Paolo Rumiz e la Grande Guerra

Mercoledì 14 dicembre alle 21 va in scena fuori abbonamento alla Sala Bartoli del Politeama Rossetti lo spettacolo “Come cavalli che dormono in piedi” scritto e interpretato da Paolo Rumiz.

Tratto dall’omonimo romanzo del 2014 la pièce, prodotta dal Teatro Stabile del Friuli Venezia Giulia, vede in scena accanto allo stesso autore e giornalista l’attore Adriano Giraldi e il musicista Stefano Schiraldi; attraverso un itinerario di memorie, di frammenti musicali e di poesia, Paolo Rumiz ripercorre le vicende, i sogni e le utopie di chi nel 1914 combatté sul fronte nord-orientale.

Grande narratore, osservatore sensibile della storia e della realtà di confine nonché firma importante del giornalismo italiano, Paolo Rumiz narrerà «l’epopea dei “ragazzi” che nel ’14 combatterono sul fronte orientale, portando la “divisa sbagliata”. Triestini, goriziani, dalmati, sloveni, croati, trentini chiamati a combattere dall’Aquila a due teste e che poi furono cancellati dalla storia scritta per mano delle nazioni vincitrici. La Grande Guerra, insomma, narrata da quegli italiani che l’hanno persa.»

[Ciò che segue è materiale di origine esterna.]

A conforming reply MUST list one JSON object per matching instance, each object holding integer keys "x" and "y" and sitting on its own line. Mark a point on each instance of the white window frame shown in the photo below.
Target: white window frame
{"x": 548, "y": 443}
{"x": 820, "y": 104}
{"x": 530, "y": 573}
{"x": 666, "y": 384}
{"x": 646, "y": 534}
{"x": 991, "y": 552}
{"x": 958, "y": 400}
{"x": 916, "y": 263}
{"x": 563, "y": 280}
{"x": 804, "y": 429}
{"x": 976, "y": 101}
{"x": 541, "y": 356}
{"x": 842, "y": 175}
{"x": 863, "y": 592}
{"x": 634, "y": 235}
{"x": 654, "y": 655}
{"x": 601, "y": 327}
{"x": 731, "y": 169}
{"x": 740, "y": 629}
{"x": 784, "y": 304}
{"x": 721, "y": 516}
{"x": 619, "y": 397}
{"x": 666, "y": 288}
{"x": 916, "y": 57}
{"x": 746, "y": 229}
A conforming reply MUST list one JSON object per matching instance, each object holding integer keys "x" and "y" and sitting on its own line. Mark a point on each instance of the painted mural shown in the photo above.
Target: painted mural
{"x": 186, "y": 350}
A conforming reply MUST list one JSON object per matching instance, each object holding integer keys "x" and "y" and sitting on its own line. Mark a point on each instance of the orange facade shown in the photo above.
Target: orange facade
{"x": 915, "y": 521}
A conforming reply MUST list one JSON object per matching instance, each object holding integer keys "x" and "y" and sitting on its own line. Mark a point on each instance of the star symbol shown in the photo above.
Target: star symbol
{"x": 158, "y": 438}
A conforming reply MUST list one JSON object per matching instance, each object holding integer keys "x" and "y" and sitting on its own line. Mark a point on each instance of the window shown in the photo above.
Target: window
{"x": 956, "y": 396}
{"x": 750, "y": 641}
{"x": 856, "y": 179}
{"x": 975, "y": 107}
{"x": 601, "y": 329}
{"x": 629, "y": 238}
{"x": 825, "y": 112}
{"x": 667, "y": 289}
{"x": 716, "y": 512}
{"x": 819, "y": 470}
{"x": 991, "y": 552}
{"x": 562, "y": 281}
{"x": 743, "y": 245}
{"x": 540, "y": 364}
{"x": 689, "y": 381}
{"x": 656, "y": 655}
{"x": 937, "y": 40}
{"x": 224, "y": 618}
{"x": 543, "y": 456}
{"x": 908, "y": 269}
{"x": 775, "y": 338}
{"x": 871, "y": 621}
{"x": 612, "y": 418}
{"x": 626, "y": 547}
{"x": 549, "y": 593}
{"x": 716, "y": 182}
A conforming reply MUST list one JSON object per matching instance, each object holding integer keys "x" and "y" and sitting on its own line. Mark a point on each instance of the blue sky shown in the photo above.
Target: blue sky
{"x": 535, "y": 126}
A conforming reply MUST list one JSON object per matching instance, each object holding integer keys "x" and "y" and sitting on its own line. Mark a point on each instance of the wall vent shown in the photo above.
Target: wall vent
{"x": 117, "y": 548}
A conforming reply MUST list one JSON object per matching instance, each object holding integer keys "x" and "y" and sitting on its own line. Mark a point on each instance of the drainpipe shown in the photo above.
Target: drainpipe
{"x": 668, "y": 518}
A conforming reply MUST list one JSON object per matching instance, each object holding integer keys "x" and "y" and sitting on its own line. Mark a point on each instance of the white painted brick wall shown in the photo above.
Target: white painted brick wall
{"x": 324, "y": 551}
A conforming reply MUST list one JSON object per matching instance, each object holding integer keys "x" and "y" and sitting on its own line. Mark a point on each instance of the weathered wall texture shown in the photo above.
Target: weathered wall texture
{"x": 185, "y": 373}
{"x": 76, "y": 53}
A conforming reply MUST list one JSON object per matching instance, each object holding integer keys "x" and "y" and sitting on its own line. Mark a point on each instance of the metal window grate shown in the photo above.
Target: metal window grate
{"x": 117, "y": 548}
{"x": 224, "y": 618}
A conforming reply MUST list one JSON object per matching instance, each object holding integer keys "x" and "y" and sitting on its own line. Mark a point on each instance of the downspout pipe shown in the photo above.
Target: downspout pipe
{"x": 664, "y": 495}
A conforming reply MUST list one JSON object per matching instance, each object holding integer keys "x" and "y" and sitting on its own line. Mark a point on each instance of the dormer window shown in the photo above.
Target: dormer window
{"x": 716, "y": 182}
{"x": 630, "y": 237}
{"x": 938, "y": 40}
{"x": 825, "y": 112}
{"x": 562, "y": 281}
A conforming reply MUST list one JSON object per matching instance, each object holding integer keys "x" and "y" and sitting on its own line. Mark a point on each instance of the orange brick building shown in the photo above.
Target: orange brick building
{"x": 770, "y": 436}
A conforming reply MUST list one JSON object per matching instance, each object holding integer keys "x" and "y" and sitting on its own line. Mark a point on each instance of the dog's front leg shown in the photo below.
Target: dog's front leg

Storia e attualità si annodano in questo interessante spettacolo dove l’autore sarà accompagnato in scena dall’attore Adriano Giraldi; accanto a loro il chitarrista Stefano Schiraldi (che firma le musiche dello spettacolo) interpreta a ritmo sincopato del blues alcune delle ballate che Rumiz dedica ai soldati di allora, incluso il nonno mai conosciuto, e i fanti del Tricolore che all’inizio della storia invitano il viaggiatore a esplorare senza paura le terre del nemico in una sorta di conciliazione post-mortem.